Understand the importance of impact factor. Where a publisher elects quantity, it needs to exert particular care about impact factors. Gillette cautions that increasing the number of articles a journal publishes may dilute the number of citations as a ratio to the number of articles published, a calculation known as the impact factor. In some disciplines, maintaining a journal’s high impact factor is critical.

Reitzel offered a slightly different perspective. He concurs that citations usually "lag” compared to increasing the amount of content one publishes, but advocates that many librarians value download statistics more closely than impact factors. More content can grow downloads, and effective coordination with a marketing team can minimize the risk of growth by ensuring researchers receive prompt alerts about new content.

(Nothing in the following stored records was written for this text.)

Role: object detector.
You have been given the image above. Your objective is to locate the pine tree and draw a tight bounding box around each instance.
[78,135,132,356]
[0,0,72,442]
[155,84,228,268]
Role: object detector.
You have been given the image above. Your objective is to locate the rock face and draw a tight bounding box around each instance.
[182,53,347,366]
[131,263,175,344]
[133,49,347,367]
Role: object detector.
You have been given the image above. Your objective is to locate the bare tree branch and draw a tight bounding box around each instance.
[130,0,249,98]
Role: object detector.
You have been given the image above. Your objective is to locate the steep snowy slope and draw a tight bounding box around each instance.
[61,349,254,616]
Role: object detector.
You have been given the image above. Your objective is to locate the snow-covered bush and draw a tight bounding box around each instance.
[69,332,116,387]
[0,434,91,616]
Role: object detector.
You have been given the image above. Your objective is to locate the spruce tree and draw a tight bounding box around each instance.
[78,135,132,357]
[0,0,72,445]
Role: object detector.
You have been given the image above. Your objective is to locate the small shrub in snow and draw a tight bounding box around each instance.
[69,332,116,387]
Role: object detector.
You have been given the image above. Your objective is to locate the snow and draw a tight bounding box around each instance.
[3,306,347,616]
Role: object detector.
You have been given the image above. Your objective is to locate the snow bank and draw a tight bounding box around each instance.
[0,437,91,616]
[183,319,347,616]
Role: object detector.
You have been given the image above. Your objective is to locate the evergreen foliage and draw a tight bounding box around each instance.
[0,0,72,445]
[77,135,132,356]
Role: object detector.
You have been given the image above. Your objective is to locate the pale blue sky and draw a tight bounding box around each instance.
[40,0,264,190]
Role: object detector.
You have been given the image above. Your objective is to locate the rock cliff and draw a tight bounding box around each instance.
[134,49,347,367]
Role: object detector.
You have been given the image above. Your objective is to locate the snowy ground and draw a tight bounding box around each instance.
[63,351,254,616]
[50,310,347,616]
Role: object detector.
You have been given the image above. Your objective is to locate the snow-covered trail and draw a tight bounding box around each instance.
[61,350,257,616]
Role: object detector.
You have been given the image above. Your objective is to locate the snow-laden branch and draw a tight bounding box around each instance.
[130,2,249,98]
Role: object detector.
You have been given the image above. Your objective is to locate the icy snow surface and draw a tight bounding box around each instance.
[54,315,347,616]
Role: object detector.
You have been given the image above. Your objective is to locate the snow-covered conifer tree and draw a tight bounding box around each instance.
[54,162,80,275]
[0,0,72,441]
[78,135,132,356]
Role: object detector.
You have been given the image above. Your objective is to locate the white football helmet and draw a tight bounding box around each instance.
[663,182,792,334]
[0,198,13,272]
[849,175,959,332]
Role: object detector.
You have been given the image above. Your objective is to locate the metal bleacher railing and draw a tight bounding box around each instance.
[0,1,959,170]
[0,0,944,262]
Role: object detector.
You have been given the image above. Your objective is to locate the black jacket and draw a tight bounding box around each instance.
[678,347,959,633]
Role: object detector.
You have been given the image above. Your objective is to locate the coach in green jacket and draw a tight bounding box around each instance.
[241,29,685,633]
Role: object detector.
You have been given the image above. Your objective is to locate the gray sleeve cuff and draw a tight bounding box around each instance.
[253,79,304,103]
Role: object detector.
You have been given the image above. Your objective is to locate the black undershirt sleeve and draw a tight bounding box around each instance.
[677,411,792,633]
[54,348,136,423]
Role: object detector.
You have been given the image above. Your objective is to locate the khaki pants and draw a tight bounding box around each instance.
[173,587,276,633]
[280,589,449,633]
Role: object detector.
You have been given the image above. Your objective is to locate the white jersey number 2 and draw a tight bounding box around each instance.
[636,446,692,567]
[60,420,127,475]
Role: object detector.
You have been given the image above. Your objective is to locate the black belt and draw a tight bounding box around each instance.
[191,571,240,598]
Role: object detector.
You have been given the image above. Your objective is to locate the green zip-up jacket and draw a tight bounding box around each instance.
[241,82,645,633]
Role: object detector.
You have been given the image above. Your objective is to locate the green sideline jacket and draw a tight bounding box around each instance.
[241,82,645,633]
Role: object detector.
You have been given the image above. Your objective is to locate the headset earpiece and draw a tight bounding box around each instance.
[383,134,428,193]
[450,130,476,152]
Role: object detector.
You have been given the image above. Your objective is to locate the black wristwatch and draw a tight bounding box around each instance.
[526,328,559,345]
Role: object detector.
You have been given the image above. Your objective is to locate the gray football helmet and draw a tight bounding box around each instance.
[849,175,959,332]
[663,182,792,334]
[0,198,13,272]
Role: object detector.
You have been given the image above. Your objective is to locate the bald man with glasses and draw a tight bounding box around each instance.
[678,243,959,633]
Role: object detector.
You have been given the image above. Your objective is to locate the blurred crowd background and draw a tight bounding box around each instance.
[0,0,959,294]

Raise your selectivity standards. If a publisher prefers to focus on quality, they need to engage their editors in conversations about selectivity. Discussions about the journal scope and optimal article format(s) may emphasize the need to revise a journal’s author guidelines. Article word counts and length can be reduced, and authors receive stricter guidance around the number of citations expected or allowed for a given article. Information to authors can highlight supporting information as the most appropriate location for certain kinds of information: tabular data, detailed descriptions of methodology, etc. Journal editors may be able to identify new content types like "brief dispatches” that meet a need without swelling the page count of a journal.

Launch a spin-off publication. When growth in articles is not a temporary blip — but rather, evidence of a trend — publishers might assess whether or not to spin off a new publication. Gillette says that new publications "provide a lot of opportunities.” A mature title may not be able to accommodate a new access model or a new funding model, but a born-digital publication can provide a society with a means to trial new ideas.

Reitzel recounts that a survey at the AAPS found 50 percent of its members were interested in open access. Because journal editors reported that they were receiving worthy papers — and to limit the amount of competition placed on the library market — in 2015, the society launched AAPS Open, a peer-review journal funded through author fees.

A publisher can prescribe a wide array of remedies to reduce its article overload and ensure it publishes articles promptly and within page budget. If only overeating were so easily dispatched!

Oona Schmid is director, publishing at the American Anthropological Association and a member of the Association Media & Publishing Content Creation Committee.